I would love to make some dishtowels for Chirstmas but with the way my Christmas craft list is going I will still be crafting next Christmas for this Christmas!!! 
Happy Stitching Everyone!!!


----------



## LOC (Sep 10, 2007)

It's cool that so many people do cross-stitch. I haven't found many people anywhere that do. I'd love to see pics of some people's latest projects.


----------



## Jennifer L. (May 10, 2002)

I used to do a lot of it, mostly Marty Bell English cottage designs. Somehow or other I haven't done much in the last few years, but I do enjoy it.

That rooster is GREAT, LOC! And your ornaments, too, WIHH! Anything realistic is wonderful. I hate the cartoon ones, too. But it seems like there's a lot more cartoon patterns out there than anything else. I'm not really into "cute" LOL!

Jennifer


----------



## Lawbag (May 10, 2005)

I'm trying to finish up Scary Scraps the mummy. Almost done. Here is a picture of what the finished product will look like, except mine is being done on a piece of R&R Reproductions Hand Dyed fabric called Twisted Tequila green (best described as a lime green) that I got when I belonged to Silkweaver's fabric of the month club. I couldn't imagine what else to use such a fabric color for. Anyway, it's a really fun piece.
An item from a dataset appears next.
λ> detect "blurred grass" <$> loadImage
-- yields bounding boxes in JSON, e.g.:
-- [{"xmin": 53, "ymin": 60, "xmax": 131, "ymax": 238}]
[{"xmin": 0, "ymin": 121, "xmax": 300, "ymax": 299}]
Very different from my usual taste, which is much more sedate (think Marbek Nativity on black which is my magnus opus work in progress), but it was opportunity to be really wild with color. Lots of Rainbow Galley threads in it. It will be turned into a stuffed stand-up when finished.

http://www.moseynme.com/catalog/074.shtml


----------



## puglady (Aug 25, 2002)

I love me some chickens! I, too, have UFOs (unfinished projects) to take along for times when I'll be waiting for a child. Right now I'm working on a row of kimonos because they're not too challenging and I can work on them while I get chemo. I just have to make sure I don't stitch my tubes into my project! I love those ornaments -- you don't feel like you're working your whole life on them, yet they are beautiful gifts when you are done.


----------